There is certainly variation if nothing else between speed, absolute sloth, and the weapon-focused Tails and Eggman levels that are plodding but at least have a sense of pace. My gripe with all the levels combined are the damn tutorials that take away from obscure puzzles. Yep, you heard me: I’d rather have obscure one-step puzzles than have tutorials constantly reminding me about the simplest of my physics lessons from high school.
Sonic Adventure 2 features, I kid you not, the worst amount of Crush 40, which ends up being some at all. Crush has been the official hedgehog band since the OG Adventure and their popularity with Sega peaked here to the point that the very first zone is all Crush 40, all the time. There’s been no escaping them since, and it’s immediately off putting to hear lyrics in zone OST. Why not leave them for the final boss like in the first Adventure or the credits? It doesn’t help that the rest of the score is among the worst there is too, creating a package that begs to be turned all the way down.
What I do genuinely like about the game is the beefed up, nonsensical story that allows for Sonic and Shadow to go nuts at different points. Again, most of the positives deal with Shadow since he’s apparently the crazy pill the designers collectively swallowed but I’ll take it. His and Sonic’s levels are the closest to thrilling as you’re allowed to get, and they thankfully make up a huge part of the game from either side. The secret boss is also probably the best of the 3D baddies as far as impact and scale so kudos there.

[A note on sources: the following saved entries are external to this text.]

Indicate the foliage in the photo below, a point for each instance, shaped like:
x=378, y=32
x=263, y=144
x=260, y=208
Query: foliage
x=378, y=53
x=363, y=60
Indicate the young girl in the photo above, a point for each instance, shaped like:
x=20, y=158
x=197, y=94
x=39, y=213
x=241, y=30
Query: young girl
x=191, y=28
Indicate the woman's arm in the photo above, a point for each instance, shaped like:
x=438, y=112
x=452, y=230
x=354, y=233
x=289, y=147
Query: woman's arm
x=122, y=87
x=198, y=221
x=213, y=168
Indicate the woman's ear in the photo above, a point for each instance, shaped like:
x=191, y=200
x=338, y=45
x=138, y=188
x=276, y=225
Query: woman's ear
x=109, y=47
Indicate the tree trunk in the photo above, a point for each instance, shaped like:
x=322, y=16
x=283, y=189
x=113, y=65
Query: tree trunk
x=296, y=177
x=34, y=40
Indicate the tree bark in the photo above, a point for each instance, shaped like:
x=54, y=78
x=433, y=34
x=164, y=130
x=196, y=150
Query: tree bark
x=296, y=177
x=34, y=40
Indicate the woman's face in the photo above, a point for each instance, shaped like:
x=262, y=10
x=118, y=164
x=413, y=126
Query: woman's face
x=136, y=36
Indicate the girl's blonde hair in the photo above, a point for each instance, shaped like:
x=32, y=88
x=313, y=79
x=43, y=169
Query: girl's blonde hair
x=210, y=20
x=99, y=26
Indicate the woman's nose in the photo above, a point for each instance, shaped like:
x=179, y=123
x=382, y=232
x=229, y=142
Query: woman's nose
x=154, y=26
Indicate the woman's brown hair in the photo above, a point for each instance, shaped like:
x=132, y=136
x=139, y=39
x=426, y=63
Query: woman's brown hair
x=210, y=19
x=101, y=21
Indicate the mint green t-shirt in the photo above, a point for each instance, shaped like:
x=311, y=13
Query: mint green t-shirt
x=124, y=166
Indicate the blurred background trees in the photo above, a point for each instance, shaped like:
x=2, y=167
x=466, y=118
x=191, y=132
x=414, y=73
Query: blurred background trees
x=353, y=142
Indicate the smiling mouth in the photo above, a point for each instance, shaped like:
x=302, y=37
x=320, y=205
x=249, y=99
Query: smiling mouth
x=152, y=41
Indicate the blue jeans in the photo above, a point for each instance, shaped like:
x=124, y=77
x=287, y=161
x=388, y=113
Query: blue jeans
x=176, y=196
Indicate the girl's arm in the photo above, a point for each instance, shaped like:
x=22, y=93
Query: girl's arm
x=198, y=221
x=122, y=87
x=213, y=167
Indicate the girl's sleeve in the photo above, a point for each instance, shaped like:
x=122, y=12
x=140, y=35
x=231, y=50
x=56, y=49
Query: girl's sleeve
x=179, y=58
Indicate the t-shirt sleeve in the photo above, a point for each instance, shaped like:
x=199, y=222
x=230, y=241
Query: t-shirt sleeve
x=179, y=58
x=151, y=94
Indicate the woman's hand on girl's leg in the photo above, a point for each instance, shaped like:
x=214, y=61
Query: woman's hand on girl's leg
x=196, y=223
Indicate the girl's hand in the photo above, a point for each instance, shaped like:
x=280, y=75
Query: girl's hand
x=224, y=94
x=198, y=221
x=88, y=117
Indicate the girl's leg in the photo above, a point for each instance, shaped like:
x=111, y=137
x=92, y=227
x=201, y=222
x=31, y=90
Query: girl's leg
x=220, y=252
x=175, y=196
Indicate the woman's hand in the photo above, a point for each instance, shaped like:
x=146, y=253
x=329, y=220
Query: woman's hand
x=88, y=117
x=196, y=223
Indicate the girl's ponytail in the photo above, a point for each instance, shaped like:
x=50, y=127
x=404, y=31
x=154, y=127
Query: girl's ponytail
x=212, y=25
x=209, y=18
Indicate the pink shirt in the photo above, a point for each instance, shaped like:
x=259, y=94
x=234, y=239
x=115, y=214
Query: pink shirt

There’s a certain heart of darkness inside Sonic Adventure 2 that, while not as badass as it sounds, does give the series some much-needed tragedy. Sonic is pretty much unfazed by anything. A cancer diagnosis in his feet wouldn’t garner even a sad glance downward. Shadow is the complete opposite as an angsty little sh*t, but that does open the door for loss and more grey morality. The story does go pretty dark in a slightly more real way than the “bullets and b*tches” Gamecube Shadow the Hedgehog.
Which leaves Sonic Adventure 2 as a fairly decent swan song of a flawed concept that has yet to really bare fruit in a three-dimensional environment. There’s lots of game to have and most of it does what Sonic can do in 3D, including the slips with the successes. My mind may be tempered by time and expectation, but it’s also now full of context around this hailmary too. Respect is due for going all out while Sega could, even if they very obviously missed by a longshot.